Sinn Féin MEP Liadh Ni Riada has called for root and branch reform of the Irish education system.
The Ireland South MEP was speaking at an event she organised in the European Parliament entitled Quality Education For All.
The conference heard contributions from MEPs and education professionals across Europe on the challenges facing the education system and what can be done to tackle them.
Ms Ní Riada was joined by Cork TD Pat Buckley, who addressed the conference on assisting students with special needs, and Clare Councillor Mike McKee who outlined the challenges facing education in the Shannon area.
“I am delighted with how the conference went. There was incredible engagement from people right across Europe and most importantly from the young people who were there,” she said.
“There was much to take away from it but we cannot simply acknowledge these problems and then move on so the conference must be seen as a first step to beginning root and branch reform of the education system in Ireland and right across Europe.
“At home we need to begin looking more seriously at things like apprenticeships and social skills.
“We need to address what is effectively a brain drain in rural Ireland where young people have no choice but to leave if they wish to continue studies and get gainful employment.
“We want to see quality education but we also want to see equality of education, which means no child left behind. In that regard there are some very practical measures that must be take in order to assist students with special needs.
“Sinn Féin would begin a process that over the next few years would reduce the pupil teacher ratio from its current number of 27:1 down to 20:1. We would reverse Fine Gael’s removal of supports for children with special needs, provide an additional 1450 Special Needs Assistants, increase resource teaching hours and add 500 additional places to the Momentum Programme for jobseekers with disabilities.

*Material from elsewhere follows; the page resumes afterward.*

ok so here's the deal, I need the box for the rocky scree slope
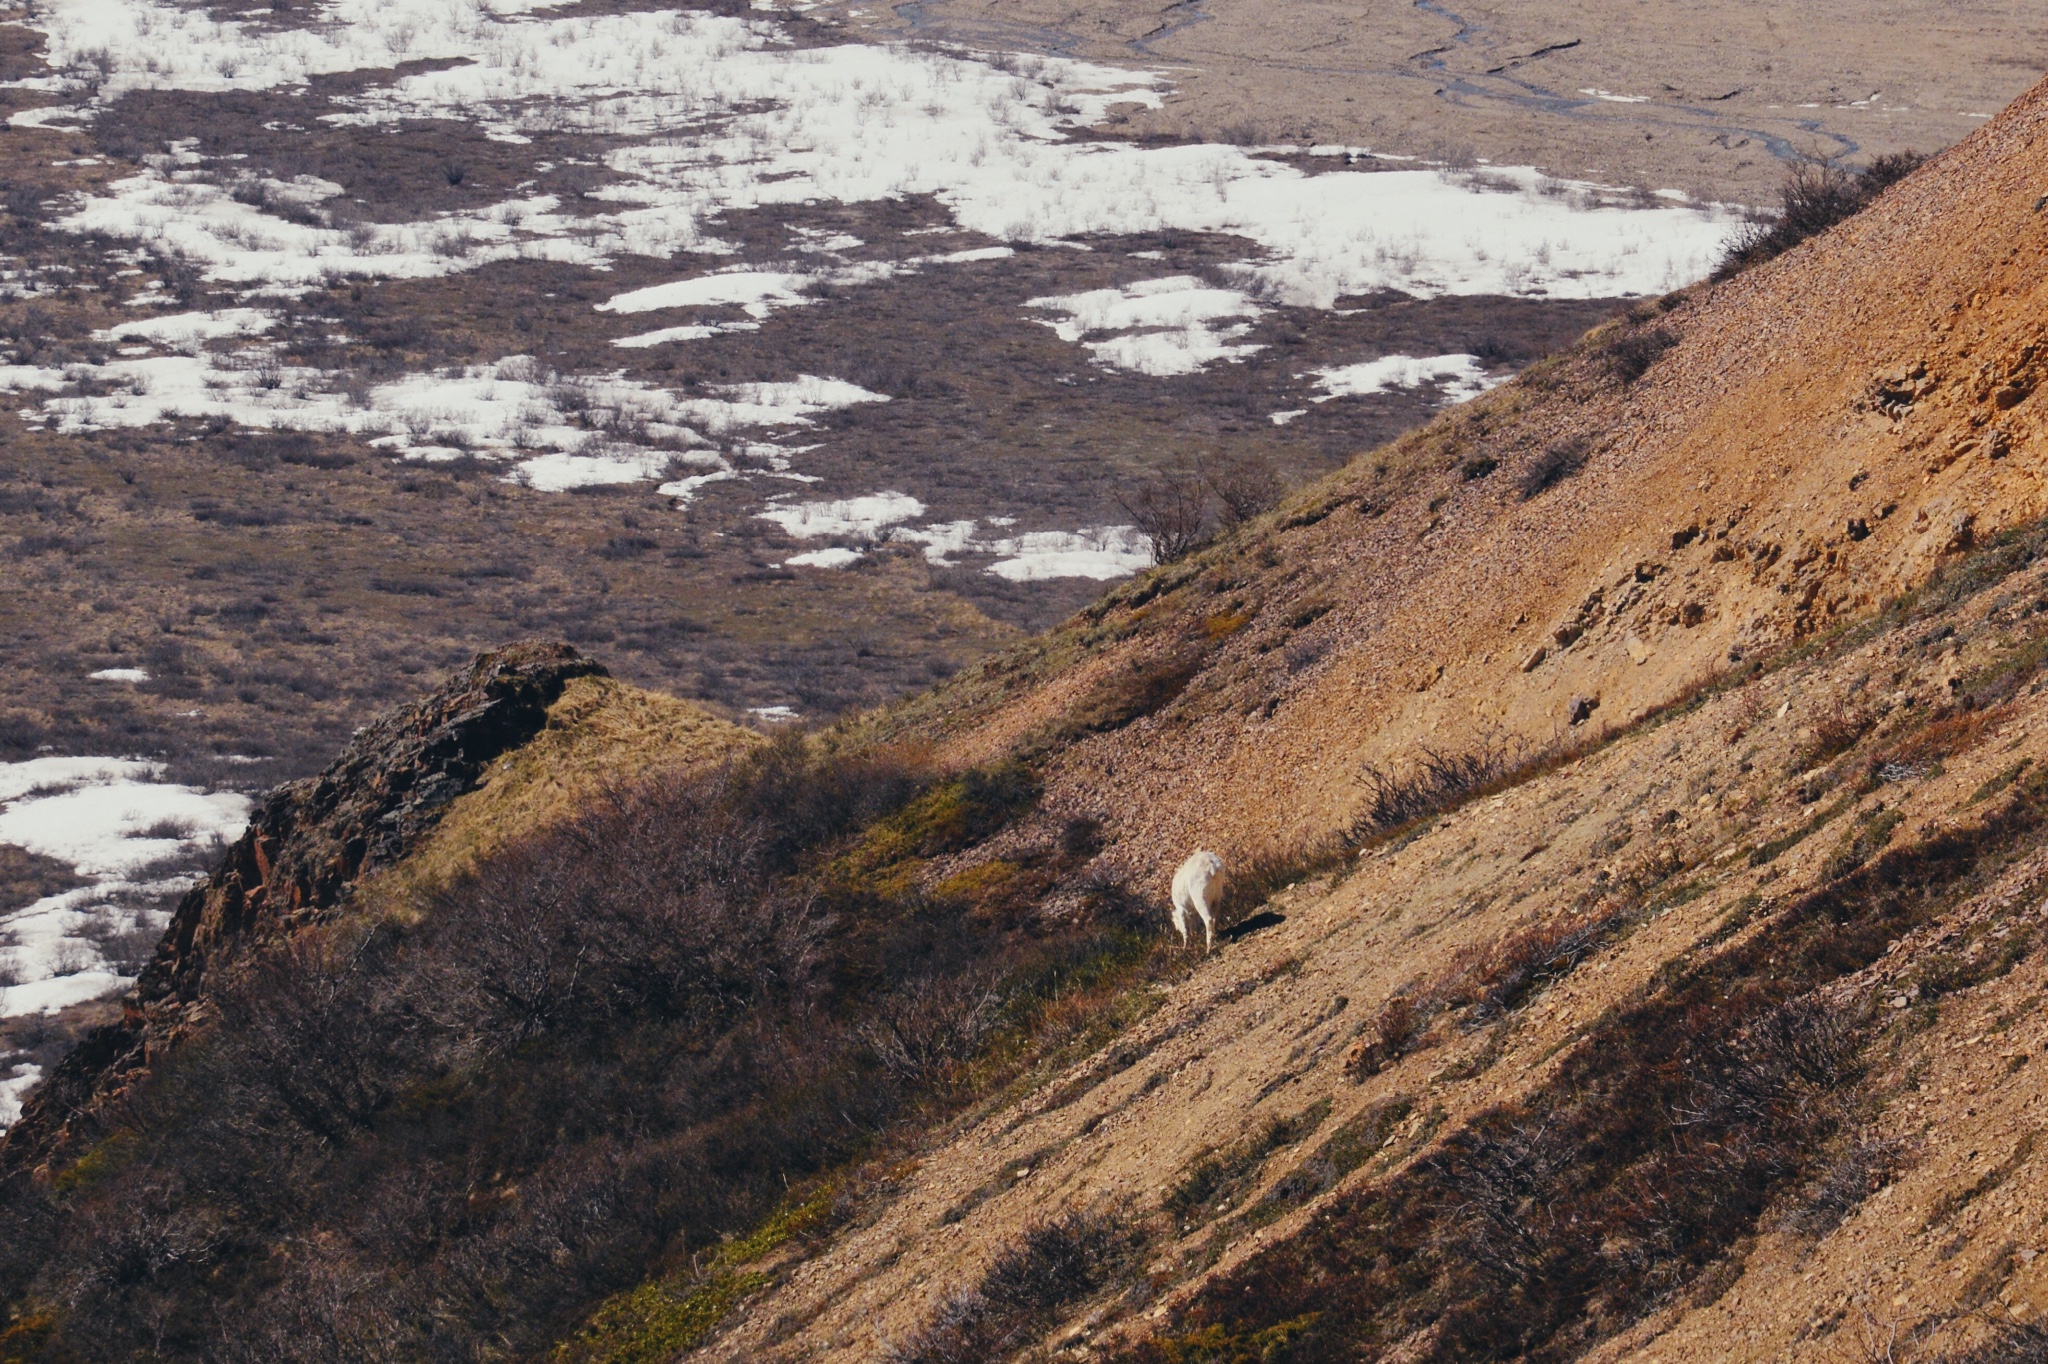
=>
[867,67,2048,897]
[682,72,2048,1364]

“These are simple, practical and affordable measures that can make a huge difference to the lives of those affected by these issues.
“Last June the School Admissions Bill was discussed in the Education Committee of Leinster House and our Oireachtas team submitted a number of amendments to the Bill including one to prohibit publicly funded schools from discriminating against students on the basis of their religious beliefs.
“We also sought to extend statutory powers to the National Council for Special Education to establish an autism or special class where there is local demand and have sought to ensure that those who are brought up through the medium of Irish at home will retain the right to access education through the medium of Irish.
“Ultimately we are committed to free and fair access to education for all. This may seem like a daunting task, especially when you begin to unravel all the problems our education system faces, so it is imperative that we begin to implement change now or it our children and their children who will pay the price.